Referring to the list furnished by the assessor (Sec. 11,348) and to the oath required to that list (Sec. 11,350), we said this: “The plan of giving the taxpayer no specifications to guide him in making out his list to be returned to the assessor, which was adopted in 1866, after being tested for ten years or more, was found to be unsatisfactory, at least it is to be so inferred, because in 1877 the General Assembly abandoned that plan and adopted the plan now in use furnishing the taxpayer with a full list of items to guide him in making his return under oath and under penalties, and if we should now construe the law to be that he was not only required to make his return of the items specified on that list, but also to go to section 11,519 and figure out if he could, or at his peril if he could not, what else was required to be listed under the broad definition of property and personal property in that section given, we are satisfied we should do violence to the meaning of the statute.”

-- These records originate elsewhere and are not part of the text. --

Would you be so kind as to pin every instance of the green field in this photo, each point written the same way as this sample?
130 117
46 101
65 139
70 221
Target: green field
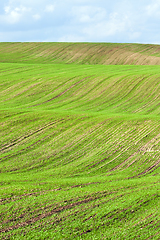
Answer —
79 141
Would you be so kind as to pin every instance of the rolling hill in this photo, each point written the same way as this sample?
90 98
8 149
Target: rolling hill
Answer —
79 140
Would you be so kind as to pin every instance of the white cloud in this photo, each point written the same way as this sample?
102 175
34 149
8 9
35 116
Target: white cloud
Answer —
111 26
87 14
153 9
50 8
14 15
37 16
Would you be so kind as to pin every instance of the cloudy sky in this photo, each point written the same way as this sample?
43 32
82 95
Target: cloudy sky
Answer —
80 21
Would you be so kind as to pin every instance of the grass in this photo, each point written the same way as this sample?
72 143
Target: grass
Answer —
80 144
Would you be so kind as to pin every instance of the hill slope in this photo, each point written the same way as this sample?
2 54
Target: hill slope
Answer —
79 144
81 53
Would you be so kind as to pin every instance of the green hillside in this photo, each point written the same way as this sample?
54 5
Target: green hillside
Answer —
81 53
79 144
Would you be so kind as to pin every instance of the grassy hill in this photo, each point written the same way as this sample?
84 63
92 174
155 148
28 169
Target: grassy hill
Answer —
79 144
81 53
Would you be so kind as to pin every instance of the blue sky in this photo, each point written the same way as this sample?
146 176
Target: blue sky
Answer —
80 21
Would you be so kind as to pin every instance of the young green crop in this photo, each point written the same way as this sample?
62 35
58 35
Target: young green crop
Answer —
80 147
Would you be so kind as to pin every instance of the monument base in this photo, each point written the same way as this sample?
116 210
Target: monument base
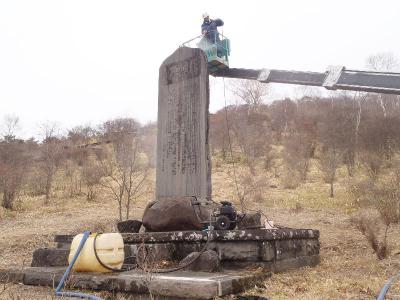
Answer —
246 256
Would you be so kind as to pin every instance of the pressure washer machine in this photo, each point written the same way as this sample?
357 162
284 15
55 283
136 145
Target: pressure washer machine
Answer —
223 215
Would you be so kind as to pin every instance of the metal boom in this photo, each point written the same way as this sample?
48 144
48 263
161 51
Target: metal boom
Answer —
335 78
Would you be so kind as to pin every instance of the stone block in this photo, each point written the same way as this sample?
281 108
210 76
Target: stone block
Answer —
50 257
129 226
183 159
207 261
268 250
240 250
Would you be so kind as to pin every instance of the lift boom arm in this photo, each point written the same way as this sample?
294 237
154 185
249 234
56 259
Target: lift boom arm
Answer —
335 78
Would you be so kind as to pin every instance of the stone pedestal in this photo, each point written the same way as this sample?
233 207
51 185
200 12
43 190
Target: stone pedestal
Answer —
183 161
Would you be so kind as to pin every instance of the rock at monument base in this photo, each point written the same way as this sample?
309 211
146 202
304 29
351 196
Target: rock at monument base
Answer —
250 220
129 226
50 257
208 261
172 214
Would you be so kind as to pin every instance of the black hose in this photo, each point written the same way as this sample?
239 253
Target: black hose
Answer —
189 262
169 270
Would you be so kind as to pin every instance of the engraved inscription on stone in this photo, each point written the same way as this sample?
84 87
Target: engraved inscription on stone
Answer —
183 166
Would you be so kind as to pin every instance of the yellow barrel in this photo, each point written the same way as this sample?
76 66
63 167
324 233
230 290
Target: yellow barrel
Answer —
109 248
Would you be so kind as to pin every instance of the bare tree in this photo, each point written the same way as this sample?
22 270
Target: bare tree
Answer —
51 155
14 163
91 175
251 92
11 125
329 162
126 168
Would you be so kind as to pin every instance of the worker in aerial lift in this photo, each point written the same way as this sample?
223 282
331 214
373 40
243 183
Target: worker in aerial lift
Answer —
209 30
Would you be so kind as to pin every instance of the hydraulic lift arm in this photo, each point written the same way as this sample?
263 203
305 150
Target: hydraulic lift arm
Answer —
335 78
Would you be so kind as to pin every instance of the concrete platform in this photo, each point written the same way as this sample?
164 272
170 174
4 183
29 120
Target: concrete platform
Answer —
182 284
246 257
275 250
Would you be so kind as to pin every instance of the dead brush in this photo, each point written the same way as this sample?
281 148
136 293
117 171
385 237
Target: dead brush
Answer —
369 227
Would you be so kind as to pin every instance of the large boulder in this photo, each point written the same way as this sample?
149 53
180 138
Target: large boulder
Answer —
208 261
174 214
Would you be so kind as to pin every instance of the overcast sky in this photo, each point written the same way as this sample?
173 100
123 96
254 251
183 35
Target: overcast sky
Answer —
82 62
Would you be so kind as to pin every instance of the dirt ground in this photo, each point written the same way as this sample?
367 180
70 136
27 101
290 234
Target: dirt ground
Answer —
348 269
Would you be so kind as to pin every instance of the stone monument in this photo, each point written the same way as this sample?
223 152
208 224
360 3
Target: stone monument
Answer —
183 160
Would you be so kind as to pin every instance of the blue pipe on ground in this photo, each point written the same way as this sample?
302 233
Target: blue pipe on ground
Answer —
60 286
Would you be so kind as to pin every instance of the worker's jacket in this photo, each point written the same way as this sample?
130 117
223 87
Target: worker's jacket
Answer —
211 28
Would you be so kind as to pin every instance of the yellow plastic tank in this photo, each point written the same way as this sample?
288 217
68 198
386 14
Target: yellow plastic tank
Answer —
109 248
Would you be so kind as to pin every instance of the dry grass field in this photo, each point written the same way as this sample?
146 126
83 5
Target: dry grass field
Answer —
348 270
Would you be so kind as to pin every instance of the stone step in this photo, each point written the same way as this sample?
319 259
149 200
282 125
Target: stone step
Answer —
181 284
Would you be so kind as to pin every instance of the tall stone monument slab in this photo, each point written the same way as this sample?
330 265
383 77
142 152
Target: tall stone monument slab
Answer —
183 160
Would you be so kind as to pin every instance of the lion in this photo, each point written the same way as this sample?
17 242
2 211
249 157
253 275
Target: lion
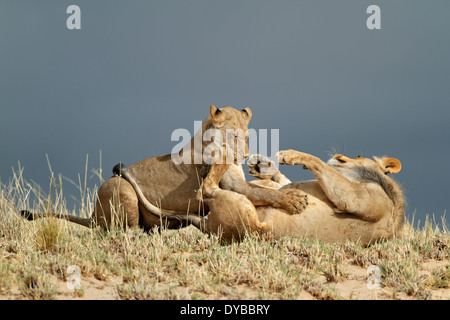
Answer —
352 199
157 191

It is thus put beyond all question that the reasoning of the Brinkop and Lesser cases is that a corporation is not required by our statutes to pay taxes on its evidences of debt outside this State, because the individual is not so required. For us to now hold the individual is so required is to explode the assumption on which the reasoning of those cases rests — it is to plow up the very foundation of those cases.
^The judgment is reversed and the cause remanded ■with directions that the full relief prayed for in plaintiff’s hill he decreed him.